И вот в эту минуту, когда всякая надежда была потеряна, Том Сойер выступил вперед с девятью желтыми, девятью красными и десятью голубыми билетиками и потребовал Библию! Это был удар грома при ясном небе. Уольтерс ни за что бы не подумал, что подобные притязания могут возникнуть из такого источника в ближайшие десять лет. Но разбираться не приходилось: удостоверения были налицо и говорили сами за себя. Итак, Том поднялся на возвышение, где восседали судья с другими избранными, и великая новость распространилась из главного штаба. Это было самое ошеломляющее событие последних десяти дней, и впечатление было так глубоко, что подняло нового героя почти на высоту судьи, так, что школа теперь глазела на два чуда вместо одного.

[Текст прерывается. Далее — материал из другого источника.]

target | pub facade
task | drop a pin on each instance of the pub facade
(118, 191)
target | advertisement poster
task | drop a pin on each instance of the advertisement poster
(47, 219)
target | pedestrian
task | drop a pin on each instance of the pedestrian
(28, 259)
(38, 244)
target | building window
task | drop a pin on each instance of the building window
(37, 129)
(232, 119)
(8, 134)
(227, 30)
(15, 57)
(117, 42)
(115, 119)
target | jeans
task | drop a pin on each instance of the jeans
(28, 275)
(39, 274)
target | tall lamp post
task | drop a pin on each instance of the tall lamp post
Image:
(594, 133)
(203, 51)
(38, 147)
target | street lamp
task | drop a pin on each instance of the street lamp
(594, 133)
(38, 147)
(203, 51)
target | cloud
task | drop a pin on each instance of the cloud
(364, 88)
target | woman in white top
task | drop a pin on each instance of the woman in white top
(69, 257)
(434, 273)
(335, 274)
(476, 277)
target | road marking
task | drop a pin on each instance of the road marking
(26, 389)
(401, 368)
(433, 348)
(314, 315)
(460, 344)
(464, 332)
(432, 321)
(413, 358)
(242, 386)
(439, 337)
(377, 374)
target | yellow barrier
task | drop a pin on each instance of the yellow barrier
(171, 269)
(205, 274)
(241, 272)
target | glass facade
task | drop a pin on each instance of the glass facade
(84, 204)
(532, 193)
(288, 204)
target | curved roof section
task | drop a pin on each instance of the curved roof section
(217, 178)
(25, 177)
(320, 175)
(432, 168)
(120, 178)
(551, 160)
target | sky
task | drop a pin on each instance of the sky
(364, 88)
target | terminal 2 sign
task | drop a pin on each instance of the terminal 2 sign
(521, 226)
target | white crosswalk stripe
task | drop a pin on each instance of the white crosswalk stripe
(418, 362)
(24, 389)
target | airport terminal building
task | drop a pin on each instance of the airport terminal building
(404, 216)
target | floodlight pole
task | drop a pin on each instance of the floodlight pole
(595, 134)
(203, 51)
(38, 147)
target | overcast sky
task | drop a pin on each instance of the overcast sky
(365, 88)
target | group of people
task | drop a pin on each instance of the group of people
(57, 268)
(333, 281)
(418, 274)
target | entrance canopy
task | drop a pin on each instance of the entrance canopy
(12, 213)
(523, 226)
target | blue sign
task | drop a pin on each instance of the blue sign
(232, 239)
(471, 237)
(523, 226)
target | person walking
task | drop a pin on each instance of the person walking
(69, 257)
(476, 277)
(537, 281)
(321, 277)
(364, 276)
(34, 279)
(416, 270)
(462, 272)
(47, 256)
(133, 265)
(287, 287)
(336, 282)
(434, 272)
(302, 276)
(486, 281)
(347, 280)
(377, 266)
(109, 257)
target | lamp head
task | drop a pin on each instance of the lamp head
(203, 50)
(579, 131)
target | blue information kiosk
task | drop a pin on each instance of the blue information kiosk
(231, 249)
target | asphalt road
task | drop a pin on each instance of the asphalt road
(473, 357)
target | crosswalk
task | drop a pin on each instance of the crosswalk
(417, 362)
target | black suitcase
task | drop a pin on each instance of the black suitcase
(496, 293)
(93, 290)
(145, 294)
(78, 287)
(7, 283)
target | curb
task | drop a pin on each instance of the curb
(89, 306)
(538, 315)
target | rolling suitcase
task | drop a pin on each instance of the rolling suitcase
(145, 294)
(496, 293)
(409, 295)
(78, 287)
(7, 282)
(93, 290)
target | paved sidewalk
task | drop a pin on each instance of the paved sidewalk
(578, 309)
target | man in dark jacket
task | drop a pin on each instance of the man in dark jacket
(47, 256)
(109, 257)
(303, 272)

Мальчиков грызла зависть, но самые горькие муки выпали на долю тех, которые слишком поздно сообразили, что сами же содействовали ненавистному торжеству, продавая Тому билетики за сокровища, накопленные им путем продажи права белить забор. Они издевались над самими собой, как жертвы коварного обмана, уязвленной змеи подколодной.
Премия была выдана Тому со всей приветливостью, какую директор способен был проявить при данных обстоятельствах, но в его обращении не хватило сердечности: добряк чувствовал здесь какую-то тайну, которая, быть может, не выдержала бы света. Просто немыслимо было предположить, чтобы этот мальчик мог собрать две тысячи снопов библейской мудрости в свою житницу; в ней поместилось бы не больше дюжины. Эми Лауренс гордилась и радовалась и пыталась привлечь к себе взгляд Тома. Но он не смотрел на нее. Она удивилась, потом немного смутилась, потом у нее возникло смутное подозрение – исчезло – явилось опять, она стала следить. Мимолетный взгляд открыл ей все – и сердце ее разбилось, тоска и ревность овладели ею, полились слезы, и она ненавидела всех, а Тома больше всех, как она думала.
Том был представлен судье, но язык его прилип к гортани, дух захватывало, сердце билось – частично от сознания грозного величия этого человека, но главным образом потому, что это был ее отец. Он готов бы был пасть перед ним ниц и поклоняться ему, если бы было темно. Судья положил руку на голову Тома, назвал его славным маленьким человеком и спросил, как его зовут. Мальчик поперхнулся, заикнулся и выговорил:
– Том.
– О, нет, не Том, а…
– Томас.
– Ага, вот это так. Я и думал, что оно длиннее. Очень хорошо. Но ведь у тебя есть и другое имя, и ты его скажешь мне, да?
– Скажи джентльмену твое другое имя, Томас, – заметил Уольтерс, – и говори «сэр». Надо помнить приличия.
– Томас Сойер, сэр.
– Так, хороший мальчик. Славный мальчик. Славный мальчуган, молодчина. Две тысячи стихов, это много – очень, очень много. И ты никогда не пожалеешь, что потратил на них труд, потому что знание дороже всего на свете; оно делает людей великими и добрыми; и ты будешь великим и добрым человеком, Томас, и тогда оглянешься на прошлое и скажешь: всем этим я обязан драгоценным урокам воскресной школы; всем этим я обязан моим дорогим учителям, которые позаботились научить меня; всем этим я обязан доброму директору, который поощрял меня, и следил за моими успехами, и подарил мне прекрасную Библию, великолепную, изящную Библию, в мою полную собственность, всем этим я обязан тому, что хорошо учился! Вот что ты скажешь, Томас, и не возьмешь никаких денег за эти две тысячи стихов, – верно, не возьмешь. А теперь ты, конечно, не откажешься рассказать мне и этой леди что-нибудь из того, что выучил, – ну, разумеется, не откажешься – потому что мы гордимся мальчиками, которые хорошо учатся. Ты, конечно, знаешь имена двенадцати апостолов. Назови же мне имена двух первых, которые были призваны.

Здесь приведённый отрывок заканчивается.